The Just Transition Fund: European grants to address the socio-economic disruption caused by environmental transition.

The Just Transition Fund (JTF) has recently been introduced into the European funds to address the socio-economic disruption caused by the environmental transition. This innovation leads to an examination of its objectives, its functioning, as well as the criticisms levelled at it.

Context of the appearance of the Just Transition Fund

In order to improve the well-being and health of citizens, the European Commission has adopted the Green Deal for the EU, which aims to make Europe the first greenhouse gas neutral continent by 2050.

Achieving this goal requires the disappearance and transformation of certain industries and activities that are high emitters of greenhouse gases, although in some cases they form an important part of the economy of several European regions. By 2030, more than 150,000 jobs are likely to be lost in this sector, and while all European regions will be affected by these changes, some will be disrupted. This is particularly the case for Polish and German regions, which are the largest employers in coal and lignite mining.

The environmental transition can therefore be synonymous with socio-economic upheaval. Aware of this reality, the Green Deal strategy is based on a green and just transition “where no one is left behind“. To this end, the European Commission sets up a new tool mobilising up to 55 billion euro over the period 2021-2027: the Just Transition Mechanism (JTM), of which one of the 3 pillars is the Just Transition Fund (JTF).

The Just Transition Fund, a new feature of the European funds

Objectives of the JTF

Discussed since December 2019 and established by a regulation in June 2021, the JTF is a financial instrument under the cohesion policy. Its objective is twofold:

  • To support the economic diversification of the territories most affected by the climate transition
  • To support the retraining and active inclusion of their workers and job seekers

To achieve this, the fund has a budget of 17.5 billion euro for the period 2021-2027, of which 10 billion euro comes from the European recovery plan. To benefit from these funds, investments in the following activities and themes must be supported

  • Renewable energy and energy efficiency in buildings
  • Renovation and modernisation of district heating networks
  • Clean mobility
  • SMEs and the creation of new businesses that diversify the economy of a territory
  • Retraining of workers and inclusion of job seekers
  • Digital economy
  • Circular economy, including waste management

Functioning of the JTF

The breakdown of the fund is based on a territorial approach to prevent the growth of disparities, investing in areas that need to transform or phase out highly polluting industries such as those based on the production or use of coal, lignite, peat and oil shale.

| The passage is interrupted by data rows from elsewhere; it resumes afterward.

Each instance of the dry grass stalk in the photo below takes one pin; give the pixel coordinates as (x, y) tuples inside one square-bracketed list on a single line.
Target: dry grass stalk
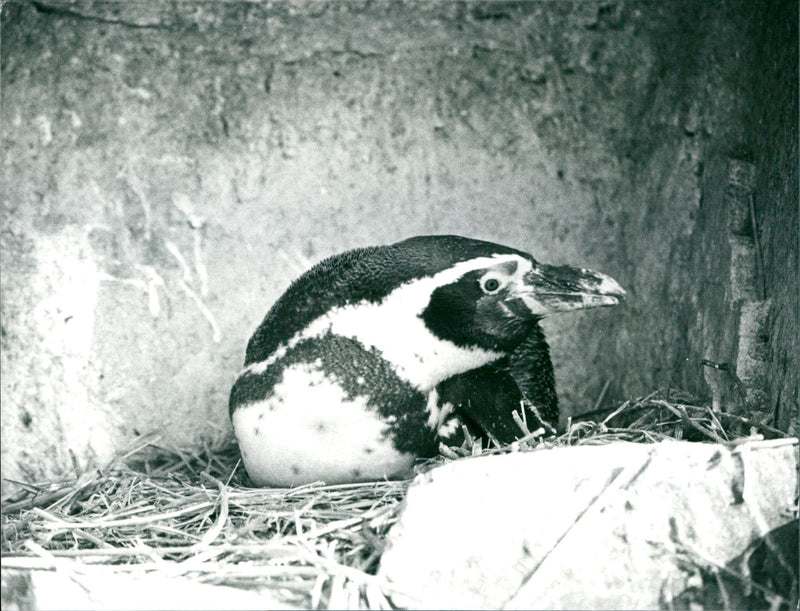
[(156, 510)]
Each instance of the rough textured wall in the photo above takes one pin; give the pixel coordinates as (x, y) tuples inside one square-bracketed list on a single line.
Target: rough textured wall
[(169, 167)]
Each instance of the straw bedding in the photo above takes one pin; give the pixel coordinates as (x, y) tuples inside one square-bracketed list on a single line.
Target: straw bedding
[(315, 546)]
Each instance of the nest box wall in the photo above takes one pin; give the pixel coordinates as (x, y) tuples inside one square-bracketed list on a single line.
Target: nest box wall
[(170, 167)]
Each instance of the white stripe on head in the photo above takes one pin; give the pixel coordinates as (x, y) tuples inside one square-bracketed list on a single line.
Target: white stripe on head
[(394, 327)]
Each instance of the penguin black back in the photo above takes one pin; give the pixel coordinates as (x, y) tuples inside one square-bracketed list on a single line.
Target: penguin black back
[(363, 274)]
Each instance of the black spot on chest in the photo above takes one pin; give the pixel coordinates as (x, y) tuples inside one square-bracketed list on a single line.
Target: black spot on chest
[(360, 373)]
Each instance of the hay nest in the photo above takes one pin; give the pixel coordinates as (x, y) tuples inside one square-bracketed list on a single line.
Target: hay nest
[(315, 546)]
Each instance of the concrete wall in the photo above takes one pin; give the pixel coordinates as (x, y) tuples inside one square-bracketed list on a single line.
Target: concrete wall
[(170, 167)]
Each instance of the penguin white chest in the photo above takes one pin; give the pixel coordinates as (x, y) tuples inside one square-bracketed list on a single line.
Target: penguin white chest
[(308, 429)]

The funds are allocated on the basis of territorial just transition plans, drawn up by the Member States in collaboration with local and regional authorities. The aim is to identify the most affected territories and their investment needs. These plans must be validated by the European Commission.

Finally, the JTF subsidises projects according to the category of the region where the projects are located. For the least developed regions, the co-financing ceiling is 85%, for the regions in transition it is 70%, and for the most developed regions it is 50%.

Where do we stand?

In addition to the validation of the territorial just transition plans, the European Commission established during the 2020 European Semester the list of territories that will be eligible for this fund from the outset. In total, more than 90 regions or territories are already concerned among the 27 Member States. As an indication, Germany has the largest number of eligible territories (18), followed by Poland (9) and Spain (8).

This list of eligible territories is likely to be extended thanks to the territorial just transition plans. The example of France is significant since its number of eligible territories could increase from 2 (Nord and Bouches-du-Rhône) to 10 (Pas-de-Calais, Seine Maritime, Moselle, Meurthe-et-Moselle, Haut-Rhin, Loire-Atlantique, Isère and Rhône).

JTF: A promising fund ?

lIMITES OF THE JUST TRANSITION FUND

Although it is too early to have an overview of the concrete effects of this fund, it has been the subject of certain criticisms that allow us to question its effectiveness. Two main limitations have been identified: an insufficient budget, and a problem of coherence. According to some trade unions, think tanks and NGOs, there is a discrepancy between the fund’s budget and the investment needs related to the just transition. Its budget seems all the more insufficient as it was initially supposed to be endowed with 40 billion euro, and has therefore been divided by more than half.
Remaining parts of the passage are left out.